Thank you, I'll see you on Wednesday.

I know it sounds good. It is good. But my self preservation has deep roots and I am not allowing myself to get too hopeful before we even transfer. I am happy with the news. They are doing me proud. I so wish there was something I could do from here.

I said to AB tonight, maybe we might even have something to freeze this time.
Now that's getting a bit too far ahead.
All we want is one healthy one.

Just one healthy one.

Is that too much to ask?

Saturday, October 28, 2006

4

Don't get too excited until you read the next sentence, but all of the 5 fertilised overnight. One of the 5, however, was a bit of a party egg and decided to invite not one, but three swimmers in to play. That meant that this morning, there she was ... busted ... with four pronucleii as evidence of her indiscretions!
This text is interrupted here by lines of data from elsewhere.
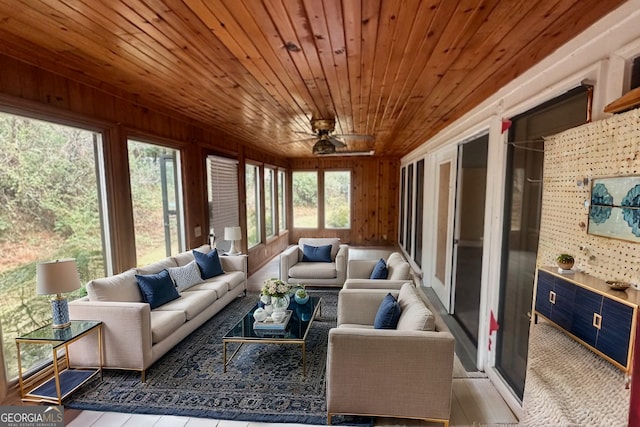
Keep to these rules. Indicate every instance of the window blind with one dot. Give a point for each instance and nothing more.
(222, 192)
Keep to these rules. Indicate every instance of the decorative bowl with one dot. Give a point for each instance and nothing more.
(618, 286)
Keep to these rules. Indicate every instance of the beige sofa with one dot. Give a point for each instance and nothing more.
(293, 269)
(136, 336)
(359, 273)
(403, 373)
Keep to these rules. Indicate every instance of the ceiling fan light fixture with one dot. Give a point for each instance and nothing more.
(323, 146)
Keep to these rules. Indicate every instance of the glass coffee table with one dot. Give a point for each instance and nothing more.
(302, 316)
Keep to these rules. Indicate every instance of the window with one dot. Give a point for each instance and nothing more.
(282, 201)
(252, 186)
(305, 199)
(222, 186)
(51, 189)
(337, 199)
(156, 196)
(269, 202)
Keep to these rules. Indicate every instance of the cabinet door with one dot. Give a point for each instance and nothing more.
(615, 330)
(543, 289)
(586, 304)
(562, 310)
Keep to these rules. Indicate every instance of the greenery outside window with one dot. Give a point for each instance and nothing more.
(337, 199)
(282, 200)
(305, 199)
(269, 202)
(156, 196)
(252, 187)
(51, 193)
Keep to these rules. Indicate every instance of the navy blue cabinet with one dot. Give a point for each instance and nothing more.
(589, 313)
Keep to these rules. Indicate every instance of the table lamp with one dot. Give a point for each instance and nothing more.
(233, 234)
(55, 278)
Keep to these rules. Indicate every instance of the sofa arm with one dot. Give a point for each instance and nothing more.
(126, 334)
(288, 258)
(405, 374)
(342, 258)
(360, 306)
(375, 284)
(360, 268)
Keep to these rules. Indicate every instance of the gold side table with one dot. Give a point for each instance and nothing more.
(53, 383)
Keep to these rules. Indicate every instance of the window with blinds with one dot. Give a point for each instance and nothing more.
(222, 190)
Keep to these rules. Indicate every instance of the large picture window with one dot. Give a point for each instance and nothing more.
(337, 199)
(269, 202)
(51, 188)
(156, 196)
(305, 199)
(282, 201)
(252, 187)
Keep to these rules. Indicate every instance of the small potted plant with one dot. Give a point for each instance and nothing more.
(565, 261)
(301, 296)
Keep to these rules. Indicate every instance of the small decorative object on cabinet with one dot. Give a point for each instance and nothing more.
(565, 261)
(588, 310)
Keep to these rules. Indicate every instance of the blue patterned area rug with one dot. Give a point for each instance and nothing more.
(263, 383)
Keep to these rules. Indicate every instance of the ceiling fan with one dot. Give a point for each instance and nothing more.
(327, 143)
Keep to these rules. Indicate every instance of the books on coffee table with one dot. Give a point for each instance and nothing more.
(269, 325)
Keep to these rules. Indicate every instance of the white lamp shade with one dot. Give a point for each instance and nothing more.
(232, 233)
(57, 277)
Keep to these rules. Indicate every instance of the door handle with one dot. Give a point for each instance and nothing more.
(597, 321)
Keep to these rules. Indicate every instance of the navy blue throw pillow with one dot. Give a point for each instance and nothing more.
(209, 264)
(157, 289)
(388, 313)
(380, 271)
(316, 253)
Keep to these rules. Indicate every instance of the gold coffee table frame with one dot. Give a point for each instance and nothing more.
(247, 323)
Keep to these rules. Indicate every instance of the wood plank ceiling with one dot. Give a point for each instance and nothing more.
(260, 70)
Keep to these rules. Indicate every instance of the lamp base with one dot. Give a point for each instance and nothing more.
(60, 311)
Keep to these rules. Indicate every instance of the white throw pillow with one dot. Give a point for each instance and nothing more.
(186, 276)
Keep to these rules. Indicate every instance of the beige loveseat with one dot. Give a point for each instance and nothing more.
(136, 336)
(331, 272)
(405, 372)
(359, 273)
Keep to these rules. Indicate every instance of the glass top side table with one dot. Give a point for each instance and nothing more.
(53, 383)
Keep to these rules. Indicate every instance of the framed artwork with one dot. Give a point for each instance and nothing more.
(615, 208)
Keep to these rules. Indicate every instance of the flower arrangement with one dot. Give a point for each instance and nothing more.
(275, 288)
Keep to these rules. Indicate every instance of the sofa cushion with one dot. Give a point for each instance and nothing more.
(156, 267)
(122, 287)
(191, 302)
(209, 264)
(157, 289)
(164, 323)
(186, 276)
(319, 241)
(380, 270)
(316, 253)
(388, 313)
(414, 316)
(219, 285)
(313, 270)
(398, 268)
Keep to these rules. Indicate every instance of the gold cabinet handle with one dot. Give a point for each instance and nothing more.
(597, 321)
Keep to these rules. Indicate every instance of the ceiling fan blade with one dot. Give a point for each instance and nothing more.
(336, 142)
(356, 136)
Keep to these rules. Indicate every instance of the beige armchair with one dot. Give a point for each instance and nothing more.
(403, 373)
(359, 273)
(333, 272)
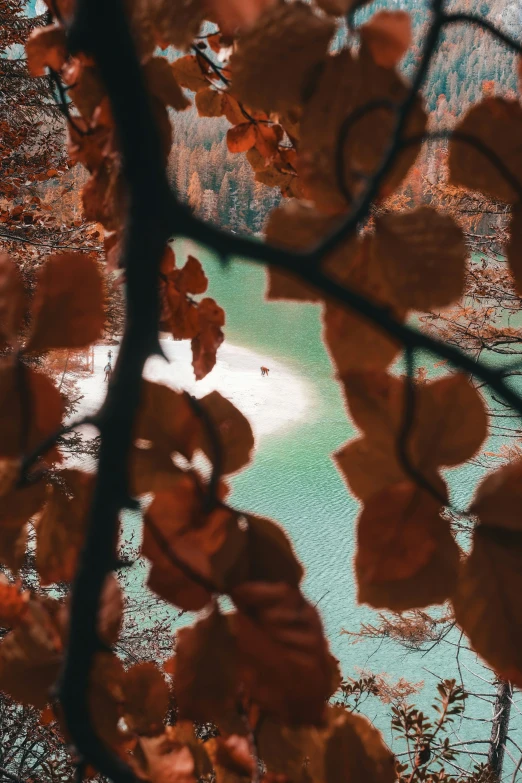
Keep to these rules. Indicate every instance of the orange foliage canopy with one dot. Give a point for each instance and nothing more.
(262, 666)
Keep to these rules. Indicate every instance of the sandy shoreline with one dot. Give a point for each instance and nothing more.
(271, 404)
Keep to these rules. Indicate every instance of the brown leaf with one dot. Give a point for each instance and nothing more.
(387, 36)
(146, 699)
(495, 125)
(300, 38)
(355, 750)
(486, 601)
(295, 225)
(209, 102)
(234, 431)
(397, 534)
(241, 137)
(191, 278)
(12, 301)
(233, 15)
(449, 426)
(189, 74)
(162, 83)
(206, 675)
(353, 341)
(209, 337)
(190, 551)
(167, 420)
(46, 47)
(14, 602)
(340, 7)
(422, 255)
(345, 85)
(30, 410)
(60, 531)
(106, 697)
(281, 645)
(175, 22)
(68, 309)
(165, 759)
(30, 655)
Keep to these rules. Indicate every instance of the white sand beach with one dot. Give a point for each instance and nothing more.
(270, 403)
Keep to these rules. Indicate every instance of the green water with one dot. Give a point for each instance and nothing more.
(294, 481)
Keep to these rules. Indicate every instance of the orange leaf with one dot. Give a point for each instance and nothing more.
(209, 102)
(232, 15)
(241, 137)
(46, 47)
(162, 83)
(301, 40)
(281, 645)
(31, 409)
(388, 36)
(189, 74)
(146, 696)
(13, 603)
(486, 602)
(206, 674)
(68, 307)
(12, 301)
(234, 432)
(61, 527)
(209, 337)
(422, 255)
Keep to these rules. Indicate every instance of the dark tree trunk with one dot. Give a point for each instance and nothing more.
(500, 727)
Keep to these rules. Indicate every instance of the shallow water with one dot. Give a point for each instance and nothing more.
(294, 481)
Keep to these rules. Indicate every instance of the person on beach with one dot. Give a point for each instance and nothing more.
(108, 367)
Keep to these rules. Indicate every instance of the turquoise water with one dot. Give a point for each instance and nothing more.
(294, 481)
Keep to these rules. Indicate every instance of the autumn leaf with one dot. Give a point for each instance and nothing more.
(209, 102)
(61, 527)
(206, 670)
(492, 129)
(387, 36)
(146, 699)
(355, 343)
(449, 425)
(233, 15)
(209, 337)
(345, 85)
(162, 83)
(354, 749)
(241, 137)
(340, 7)
(233, 429)
(166, 759)
(12, 301)
(14, 602)
(190, 552)
(68, 309)
(300, 38)
(167, 420)
(46, 47)
(422, 255)
(281, 645)
(485, 603)
(295, 225)
(189, 74)
(31, 409)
The other 4 were well-behaved and modest eggs and looked exactly as they should, ready (fingers crossed) to keep growing and dividing into the future.

Despite the strangeness of the news, however, I feel good about it. Even though there are only 4, it's a far better fertilisation rate than either of my two previous cycles. Only one less than my last cycle (with 10 retreived) and only three less than the first that actually resulted in a pregnancy (and I retreived 13 eggs that time). I'm not entirely sure, but it seems to indicate that the quality of these eggs, whilst smaller in number, are better in quality. Or perhaps I'm just fooling myself. Monday will give me more information to base my decision on.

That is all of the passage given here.